The swing district, which covers parts of Fort Worth, Arlington and Forest Hill, was under Republican control for years before Davis narrowly defeated incumbent state Sen. Kim Brimer in 2008. Davis held onto the seat in 2012, defeating former state Rep. Mark Shelton, R-Fort Worth, by about 6,500 votes.
Shelton is among the five Republicans now looking to win the seat back for the GOP. The other four include Tea Party activist Konni Burton; Tony Pompa, a trustee on the Arlington Independent School District board; Mark Skinner, who owns a commercial real estate business; and Colleyville chiropractor Jon Schweitzer. If no candidate gets more than 50 percent of the vote, the top two Republican vote-getters will face off in late May.
Cal Jillson, a political scientist at Southern Methodist University, said expectations for runoffs in many of the top statewide races reflect a "musical chairs kind of scramble" that began when Davis and Attorney General Greg Abbott announced they would be running for governor.
This Senate race is being closely watched. Without it, if all the Senate's other seats remain unchanged, Democrats will only hold 11 seats in upper chamber, bringing Republicans within one seat of the two-thirds majority needed to bring legislation to the floor for a vote.
All five GOP candidates said they recognized how crucial the seat is to the Republican Party, and all but Shelton seemed convinced they'd be headed for a runoff. "I am the only candidate in this race with experience in the community, business and the Legislature," he said.
Pompa suggested the heightened attention on the race was the result of the open seat — not merely what flipping it could mean for Republicans in the Senate.
“As far as how many people are running, the kind of support we’re getting and the kind of voter turnout, it’s all been the fact that there’s five candidates in a race," he said.
Burton, who was the first candidate to enter the race, and who has received one of U.S. Sen. Ted Cruz's rare endorsements, said the crowded primary field shows that Republicans want to “make sure we win this race with a conservative” to propel the party to victory in November.
Schweitzer said a hard-fought Republican primary partially reflected the pressure both parties were feeling about the fight for the seat, and added that the GOP needed a strong conservative candidate to avoid a "knockout."
On the Democratic side, Fort Worth community leader Libby Willis and businessman Mike Martinez entered the race in November to try to keep the seat under their party’s control.
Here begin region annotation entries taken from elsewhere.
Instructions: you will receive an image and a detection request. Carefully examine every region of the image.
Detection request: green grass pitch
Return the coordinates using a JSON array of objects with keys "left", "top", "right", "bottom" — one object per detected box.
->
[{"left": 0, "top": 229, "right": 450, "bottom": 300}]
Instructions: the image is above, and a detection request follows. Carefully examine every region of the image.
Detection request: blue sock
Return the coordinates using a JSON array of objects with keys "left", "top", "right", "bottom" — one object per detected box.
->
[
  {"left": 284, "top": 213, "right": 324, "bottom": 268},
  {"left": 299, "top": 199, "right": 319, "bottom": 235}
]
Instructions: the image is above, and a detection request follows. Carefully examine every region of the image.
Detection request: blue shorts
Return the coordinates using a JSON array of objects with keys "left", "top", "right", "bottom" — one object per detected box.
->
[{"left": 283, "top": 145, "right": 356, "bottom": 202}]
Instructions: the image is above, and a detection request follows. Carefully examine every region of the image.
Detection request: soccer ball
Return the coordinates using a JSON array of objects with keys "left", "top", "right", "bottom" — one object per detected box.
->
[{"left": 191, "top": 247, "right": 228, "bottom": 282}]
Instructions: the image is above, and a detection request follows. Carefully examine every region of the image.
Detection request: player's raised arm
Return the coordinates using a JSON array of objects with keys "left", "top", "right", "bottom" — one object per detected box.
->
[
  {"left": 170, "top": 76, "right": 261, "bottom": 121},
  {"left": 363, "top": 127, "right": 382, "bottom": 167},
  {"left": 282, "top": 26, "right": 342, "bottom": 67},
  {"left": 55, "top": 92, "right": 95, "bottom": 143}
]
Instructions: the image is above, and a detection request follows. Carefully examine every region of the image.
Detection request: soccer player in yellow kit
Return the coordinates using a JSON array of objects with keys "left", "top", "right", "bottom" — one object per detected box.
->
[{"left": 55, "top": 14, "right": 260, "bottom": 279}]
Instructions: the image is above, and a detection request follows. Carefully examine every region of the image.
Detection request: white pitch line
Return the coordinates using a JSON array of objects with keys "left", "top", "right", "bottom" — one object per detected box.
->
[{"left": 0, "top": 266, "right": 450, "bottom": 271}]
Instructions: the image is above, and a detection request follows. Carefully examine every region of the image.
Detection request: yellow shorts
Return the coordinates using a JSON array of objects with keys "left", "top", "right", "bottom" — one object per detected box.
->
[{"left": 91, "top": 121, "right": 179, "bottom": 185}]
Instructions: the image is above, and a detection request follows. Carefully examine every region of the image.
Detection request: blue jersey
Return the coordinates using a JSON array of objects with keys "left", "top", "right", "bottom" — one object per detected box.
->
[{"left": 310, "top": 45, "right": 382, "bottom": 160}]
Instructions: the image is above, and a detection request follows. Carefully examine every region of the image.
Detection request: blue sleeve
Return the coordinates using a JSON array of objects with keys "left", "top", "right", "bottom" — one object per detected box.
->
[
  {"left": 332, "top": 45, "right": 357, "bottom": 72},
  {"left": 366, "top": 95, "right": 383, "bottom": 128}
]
They were joined by former Colleyville City Council Member George Boll before he dropped out in December. Five former Tarrant County Democratic Party chairs had called on Boll to abandon the race after it was reported that he had previously voted in GOP primaries.
Willis, the daughter-in-law of former state lawmaker Doyle Willis, is the former president of the Fort Worth League of Neighborhoods. Martinez is a founder of Edge Resources, an oil and gas operator in Fort Worth.
Two Libertarians, Gene Lord and Gene Woodward III, are also running.